DR. ORHAN KARACA
[email protected]
Daha önce yüzde 15,2 olan 2019 yıl sonu enflasyon tahmini bu raporda yüzde 14,6'ya (yüzde 11,9- 17,3 aralığının orta noktası) indirildi. Daha önce yüzde 9,3 olan 2020 yıl sonu enflasyon tahmini de yüzde 8,2'ye (yüzde 5,1-11,3 aralığının orta noktası) çekildi.
İlk kez açıklanan 2021 yıl sonu enflasyon tahmini ise yüzde 5,4 olarak belirlendi. 2019 yıl sonu enflasyon tahmininin aşağı çekilmesine en büyük katkı, TL cinsi ithalat fiyatlarına ilişkin varsayımın düşürülmesinden geldi.
Bunun nedenini ise büyük ölçüde son dönemde döviz kurlarının ve petrol fiyatlarının gerilemesi oluşturuyor. Geçen yılın son iki ayında enflasyonun beklenenden daha fazla düşmesi ve ekonomideki talep koşullarının beklenenden daha fazla zayıflaması da enflasyon tahminlerinin aşağı çekilmesine katkıda bulunmuş durumda.
Buna karşılık, TCMB, geçici vergi indirimlerinin eninde sonunda geri alınacak olmasının ve ücret ayarlamalarının ise bu yıl enflasyonu olumsuz etkileyeceğini düşünüyor.
HEDEF Mİ TAHMİN Mİ?
Enflasyon hedefi 2019'da da yüzde 5. Bu hedef son yıllarda iyice anlamsız hale geldi ama nedense aynen korunuyor. Ancak bu hedefin tutması imkansız görüldüğü için TCMB'nin yıl sonu enflasyon tahminleri onun yerini alıp fiili hedef haline gelmiş durumda.
2018 yılı yüzde 20,3'lük enflasyonla kapanmıştı. Bu oranın 2019 sonunda yüzde 14,6'ya indirilmesinin hedeflenmesi, enflasyonda yumuşak bir iniş hedefi olduğu anlamına geliyor.
Her şey beklendiği gibi giderse enflasyonda bir yılda bu kadarcık bir düşüş yaşanması elbette mümkün.
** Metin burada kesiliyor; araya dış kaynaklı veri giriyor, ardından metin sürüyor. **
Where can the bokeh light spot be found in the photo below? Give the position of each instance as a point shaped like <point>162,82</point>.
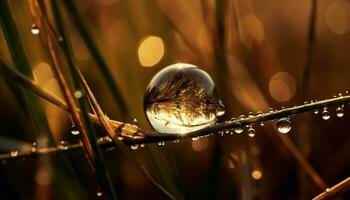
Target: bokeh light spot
<point>282,86</point>
<point>256,174</point>
<point>150,51</point>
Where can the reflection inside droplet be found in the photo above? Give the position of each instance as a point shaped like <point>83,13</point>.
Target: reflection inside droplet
<point>182,98</point>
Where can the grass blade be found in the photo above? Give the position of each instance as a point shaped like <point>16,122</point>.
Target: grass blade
<point>101,64</point>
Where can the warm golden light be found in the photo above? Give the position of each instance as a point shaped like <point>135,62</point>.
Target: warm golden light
<point>282,86</point>
<point>338,17</point>
<point>200,145</point>
<point>256,174</point>
<point>150,51</point>
<point>42,73</point>
<point>252,30</point>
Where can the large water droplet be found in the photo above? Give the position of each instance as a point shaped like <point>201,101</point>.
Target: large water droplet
<point>284,125</point>
<point>239,128</point>
<point>325,114</point>
<point>74,130</point>
<point>251,132</point>
<point>34,147</point>
<point>34,29</point>
<point>14,153</point>
<point>182,98</point>
<point>63,145</point>
<point>340,112</point>
<point>99,194</point>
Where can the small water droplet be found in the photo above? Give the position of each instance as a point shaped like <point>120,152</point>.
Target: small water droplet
<point>250,114</point>
<point>220,110</point>
<point>284,125</point>
<point>63,145</point>
<point>134,146</point>
<point>195,139</point>
<point>34,147</point>
<point>135,122</point>
<point>182,98</point>
<point>251,132</point>
<point>99,194</point>
<point>14,153</point>
<point>78,94</point>
<point>340,112</point>
<point>74,130</point>
<point>34,29</point>
<point>325,114</point>
<point>238,129</point>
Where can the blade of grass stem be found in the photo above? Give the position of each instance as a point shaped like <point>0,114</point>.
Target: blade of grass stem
<point>83,123</point>
<point>101,63</point>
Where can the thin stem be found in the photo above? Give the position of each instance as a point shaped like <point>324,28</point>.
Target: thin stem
<point>334,191</point>
<point>101,64</point>
<point>311,43</point>
<point>124,129</point>
<point>153,137</point>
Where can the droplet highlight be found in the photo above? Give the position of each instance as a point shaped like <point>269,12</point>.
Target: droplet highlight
<point>34,29</point>
<point>325,114</point>
<point>182,98</point>
<point>339,112</point>
<point>284,125</point>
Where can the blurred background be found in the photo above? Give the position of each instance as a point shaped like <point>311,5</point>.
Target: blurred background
<point>255,52</point>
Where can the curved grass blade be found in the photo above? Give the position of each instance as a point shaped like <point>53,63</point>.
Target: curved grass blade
<point>101,64</point>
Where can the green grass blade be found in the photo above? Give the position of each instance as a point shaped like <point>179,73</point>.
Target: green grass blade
<point>101,171</point>
<point>101,64</point>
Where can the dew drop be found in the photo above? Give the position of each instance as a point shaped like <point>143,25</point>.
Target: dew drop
<point>340,112</point>
<point>284,125</point>
<point>135,122</point>
<point>78,94</point>
<point>14,153</point>
<point>74,130</point>
<point>34,30</point>
<point>34,147</point>
<point>182,98</point>
<point>325,114</point>
<point>251,132</point>
<point>63,145</point>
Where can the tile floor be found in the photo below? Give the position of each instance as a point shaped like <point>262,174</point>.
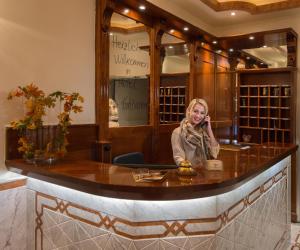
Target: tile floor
<point>295,236</point>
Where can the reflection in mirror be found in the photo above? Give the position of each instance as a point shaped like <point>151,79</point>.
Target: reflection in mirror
<point>274,57</point>
<point>129,68</point>
<point>174,79</point>
<point>269,50</point>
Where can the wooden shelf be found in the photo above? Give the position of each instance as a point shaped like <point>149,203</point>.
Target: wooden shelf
<point>172,104</point>
<point>266,105</point>
<point>172,97</point>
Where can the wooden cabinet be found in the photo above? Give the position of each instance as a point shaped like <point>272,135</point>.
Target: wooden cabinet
<point>267,105</point>
<point>172,98</point>
<point>172,104</point>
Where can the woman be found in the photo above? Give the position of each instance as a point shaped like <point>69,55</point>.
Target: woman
<point>194,140</point>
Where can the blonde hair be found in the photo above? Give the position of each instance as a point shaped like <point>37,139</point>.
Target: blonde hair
<point>192,104</point>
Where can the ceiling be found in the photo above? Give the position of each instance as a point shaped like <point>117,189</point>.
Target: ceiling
<point>215,12</point>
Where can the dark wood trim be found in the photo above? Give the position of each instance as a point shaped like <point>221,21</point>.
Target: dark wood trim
<point>117,181</point>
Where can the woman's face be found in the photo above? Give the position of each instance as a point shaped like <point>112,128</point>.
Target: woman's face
<point>197,114</point>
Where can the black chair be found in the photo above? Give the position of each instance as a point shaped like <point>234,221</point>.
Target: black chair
<point>129,158</point>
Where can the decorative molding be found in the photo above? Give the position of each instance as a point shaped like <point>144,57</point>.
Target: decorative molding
<point>250,7</point>
<point>12,184</point>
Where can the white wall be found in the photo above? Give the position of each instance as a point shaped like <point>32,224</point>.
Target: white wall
<point>51,43</point>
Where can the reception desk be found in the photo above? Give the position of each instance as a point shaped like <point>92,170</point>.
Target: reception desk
<point>97,205</point>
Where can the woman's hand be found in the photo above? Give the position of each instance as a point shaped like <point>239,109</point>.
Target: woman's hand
<point>207,120</point>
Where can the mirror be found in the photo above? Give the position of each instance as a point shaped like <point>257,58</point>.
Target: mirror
<point>269,49</point>
<point>129,69</point>
<point>175,68</point>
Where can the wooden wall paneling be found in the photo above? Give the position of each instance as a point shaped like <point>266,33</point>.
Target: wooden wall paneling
<point>82,141</point>
<point>193,59</point>
<point>155,71</point>
<point>164,147</point>
<point>205,79</point>
<point>132,139</point>
<point>294,216</point>
<point>223,97</point>
<point>104,10</point>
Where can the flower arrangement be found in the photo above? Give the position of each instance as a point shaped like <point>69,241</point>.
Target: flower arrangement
<point>36,102</point>
<point>70,104</point>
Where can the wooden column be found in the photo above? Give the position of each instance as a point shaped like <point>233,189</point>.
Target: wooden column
<point>104,10</point>
<point>155,70</point>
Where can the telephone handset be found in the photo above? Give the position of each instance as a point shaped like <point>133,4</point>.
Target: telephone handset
<point>203,123</point>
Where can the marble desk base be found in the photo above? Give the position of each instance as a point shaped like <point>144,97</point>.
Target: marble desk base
<point>253,216</point>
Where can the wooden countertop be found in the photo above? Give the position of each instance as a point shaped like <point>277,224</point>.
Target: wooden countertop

Ancak o zaman para politikasının bu işin neresinde olduğu sorusu akla geliyor.
Enflasyonun hedefi dörde katladığı bir ülkenin merkez bankasının çok daha aktif bir para politikası uygulayarak en kısa zamanda hedefe yakınsamayı sağlamaya çalışması beklenirdi. Oysa TCMB yine arkasına yaslanarak olacakları seyretmeye başlamış gibi görünüyor.
TCMB, 2006'da açık enflasyon hedeflemesi sistemine geçtikten sonra uzun yıllar hedefe yakın tahminler yaptı. Bu tahminlere dayanarak da pasif bir para politikası uyguladı. Ancak tahminleri tutmayıp enflasyon hedefine bir türlü yaklaşamayınca ciddi eleştiriler aldı.
Bunun üzerine son yıllarda hedefe değil de kendisinin ölçtüğü ve toplumdaki gerçek beklentilerle ne kadar örtüştüğü pek de belli olmayan piyasa beklentilerine yakın tahminler yapmaya başladı. Bu tahminler piyasalarca daha "gerçekçi" bulunuyor ve eskisi kadar eleştiri almıyor. Ancak bunun TCMB'yi yine pasif bir para politikası uygulamaya sevk ettiği gözden kaçıyor.
İşin doğrusu enflasyon tahminlerini hedeflere yakın belirlemeye devam etmek ama bunlara ulaşmak için de para politikasında ne gerekiyorsa yapmak olurdu. Bu olmayınca para politikası sadece döviz kurları sıçrayınca mecburen sıkılıyor ve onun dışında işler oluruna bırakılıyor.
BU YIL NELER OLABİLİR?
Böyle bir para politikası uygulamasıyla enflasyonun geleceğinden umutlu olmak zor. Ekonomideki resesyonun iç talepteki zayıflık dolayısıyla enflasyona düşüş yönünde etki yapacağı açık. Küresel ekonomide yaşanan yavaşlama başta petrol olmak üzere emtia fiyatlarındaki gelişmelerin de enflasyona düşüş yönünde katkı verebileceğini düşündürüyor.
Ancak döviz kurlarının yeniden yükselmesi ihtimali enflasyonist beklentilerin kırılmasını önlüyor. Ücret artışlarının maliyetleri yükseltmesi de enflasyonu olumsuz etkileyecek. Bu nedenle bu yıl enflasyon düşecek yerde yeniden yükselişe de geçebilir. Bu konuda kesin bir şey söylemek şu anda pek mümkün görünmüyor.